Unambiguous discrimination using POVM with highest discriminate probability

Question

I was studying Nielsen&Chuang's textbook (about page 92), and come up with a question that I cannot solve it.

Given one of the two state $|\psi_1\rangle=|0\rangle$ and $|\psi_2\rangle=\frac{1}{\sqrt{2}}(|0\rangle+|1\rangle)$ (both initial state has equal prior probability $\frac{1}{2}$). If I want to apply the unambiguous discrimination: Construct POVM $\{\Pi_i\}$ where $i\in\{1,2,\text{inconclusive}\}$, and outcome $1$ when given $|\psi_1\rangle$, $2$ when given $|\psi_2\rangle$ and $\text{inconclusive}$ if it is unluckily to determine the case.
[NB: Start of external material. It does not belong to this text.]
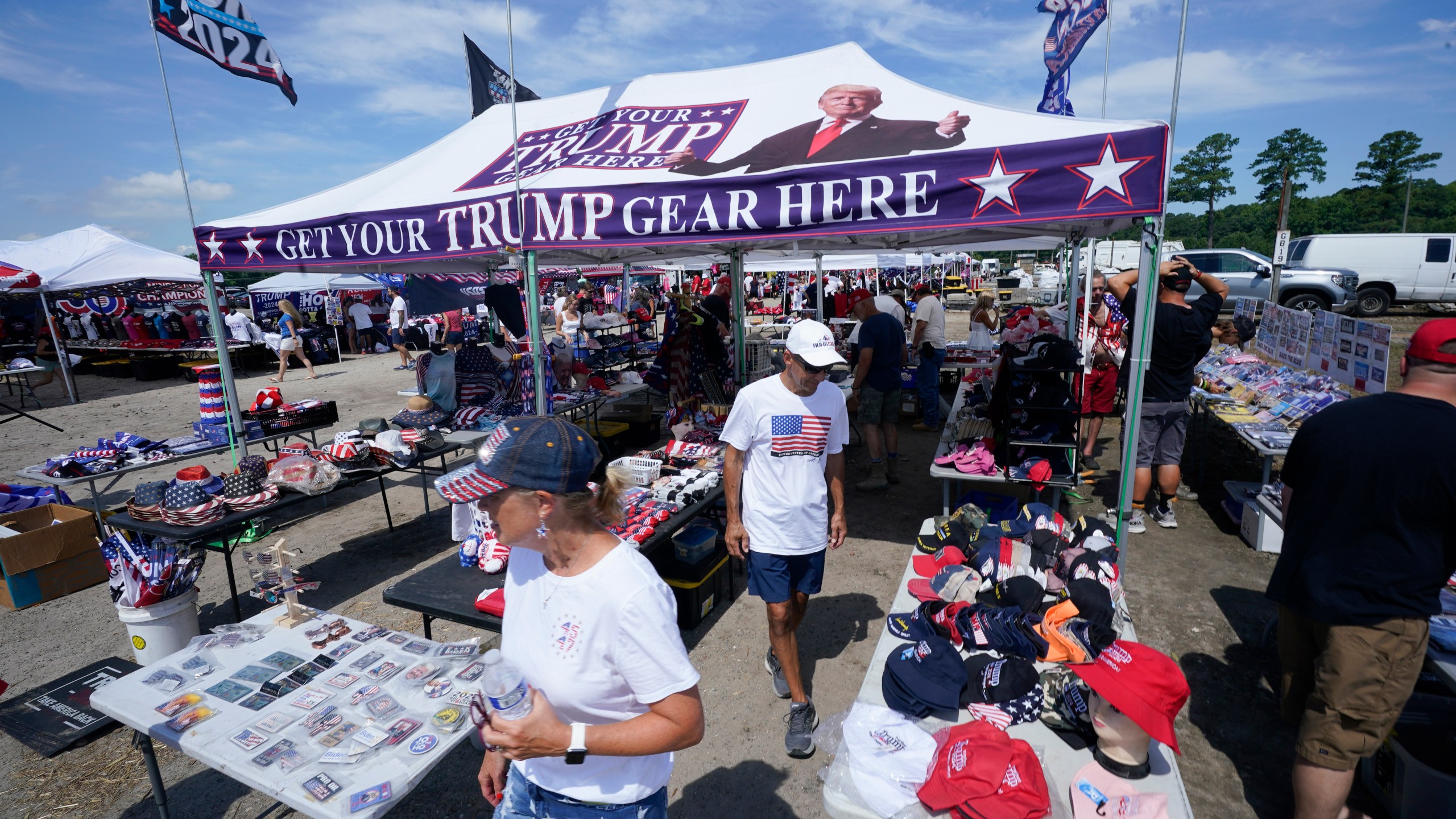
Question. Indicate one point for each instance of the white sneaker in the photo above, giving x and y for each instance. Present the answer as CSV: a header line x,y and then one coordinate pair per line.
x,y
1135,522
1167,521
How large can the success probability $\sum_{i=1}^2\frac{1}{2}P(\text{outcome}~ i\mid\text{given}~|\psi_i\rangle)$ be? Is it possible to attain values as large as $\frac{1}{4}$? How to concretely construct one?

Answer 1

I'll write $\rho_1 = |\psi_1\rangle \langle \psi_1|$ and $\rho_2 = |\psi_2\rangle \langle \psi_2|$. We want the discrimination to be unambiguous so we want, $$ \mathrm{tr}[\rho_1 \Pi_2] = 0 = \mathrm{tr}[\rho_2 \Pi_1]. $$ That is, when we get outcome $i\in \{1,2\}$ we know that we received $\rho_i$ as the other state has a zero probability of obtaining that outcome.
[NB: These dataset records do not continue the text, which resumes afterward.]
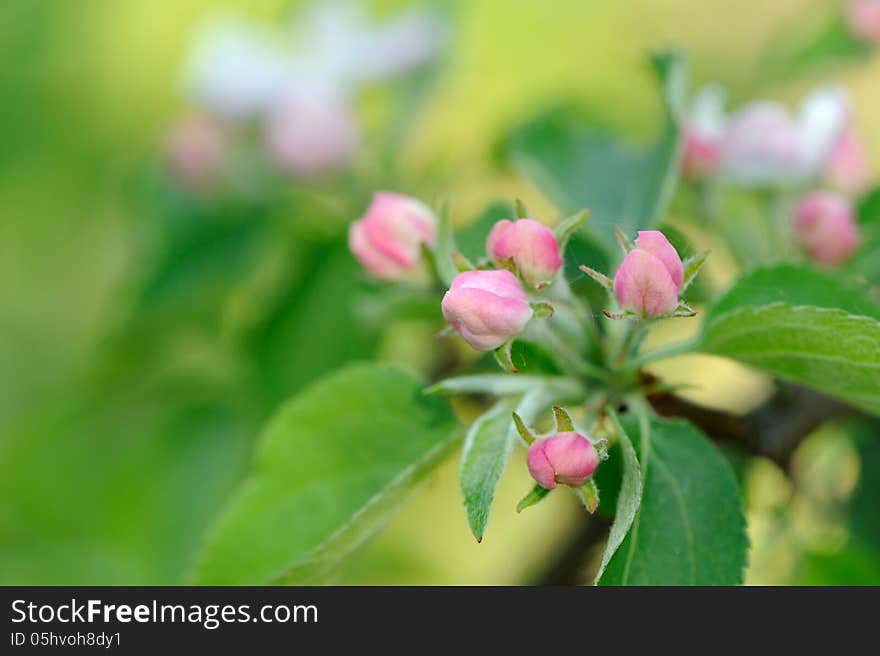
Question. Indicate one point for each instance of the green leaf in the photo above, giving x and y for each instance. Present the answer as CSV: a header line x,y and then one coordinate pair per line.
x,y
535,496
330,468
313,327
803,326
504,385
472,239
628,499
690,528
487,449
443,261
833,43
578,163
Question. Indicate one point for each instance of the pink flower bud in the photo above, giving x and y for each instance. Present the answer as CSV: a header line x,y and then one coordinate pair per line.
x,y
703,132
388,239
311,133
655,243
487,308
567,458
847,167
826,228
196,149
647,281
863,18
531,245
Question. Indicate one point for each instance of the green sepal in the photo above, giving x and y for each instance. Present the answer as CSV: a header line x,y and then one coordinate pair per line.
x,y
588,493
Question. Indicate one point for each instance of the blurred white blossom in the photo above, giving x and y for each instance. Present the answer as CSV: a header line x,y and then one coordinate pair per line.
x,y
298,82
765,145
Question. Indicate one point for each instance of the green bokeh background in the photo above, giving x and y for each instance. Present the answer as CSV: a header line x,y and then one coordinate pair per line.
x,y
118,490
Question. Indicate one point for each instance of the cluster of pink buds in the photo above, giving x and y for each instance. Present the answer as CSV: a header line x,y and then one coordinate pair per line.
x,y
487,307
825,227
Well, we can just choose our POVM elements to be orthogonal to the other state, i.e. consider the projectors $$ \hat{\Pi}_1 = |-\rangle \langle - | \qquad \text{and} \qquad \hat{\Pi}_2 = |1\rangle \langle 1|. $$ The only issue we have now is that if we choose $\hat{\Pi}_3 = I - \hat{\Pi}_1 - \hat{\Pi}_2$ then $\hat{\Pi}_3 \not\geq 0$. To fix this we can weight our projectors with $\alpha,\beta \in [0,1]$ $$ \Pi_1 = \alpha \hat{\Pi}_1 \\ \Pi_2 = \beta \hat{\Pi}_2 \\ \Pi_3 = I - \Pi_1 -\Pi_2 $$ which is a POVM if $\alpha + \beta + \sqrt{\alpha^2 + \beta^2} \leq 2$.
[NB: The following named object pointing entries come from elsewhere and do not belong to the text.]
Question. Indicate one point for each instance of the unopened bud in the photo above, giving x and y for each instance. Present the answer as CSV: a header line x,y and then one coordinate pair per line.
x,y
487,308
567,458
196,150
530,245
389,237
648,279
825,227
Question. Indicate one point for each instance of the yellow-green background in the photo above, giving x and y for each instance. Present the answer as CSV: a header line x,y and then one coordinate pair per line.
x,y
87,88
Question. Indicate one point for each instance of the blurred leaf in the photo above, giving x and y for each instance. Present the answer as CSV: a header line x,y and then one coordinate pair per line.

With such a POVM we get $$ \mathrm{tr}[\rho_1 \Pi_1] = \frac{\alpha}{2} \qquad \text{and} \qquad \mathrm{tr}[\rho_2 \Pi_2] = \frac{\beta}{2}. $$ Putting it all together the maximum success probability is $$ \begin{aligned} \max_{\alpha,\beta \in [0,1]}& \quad \frac{\alpha + \beta}{4} \\ \mathrm{s.t.}& \quad \alpha + \beta + \sqrt{\alpha^2 + \beta^2} \leq 2 \end{aligned} $$ which should be maximized at $\alpha = \beta = 2-\sqrt{2}$. Giving a maximum success probability of $\frac{2-\sqrt{2}}{4}$.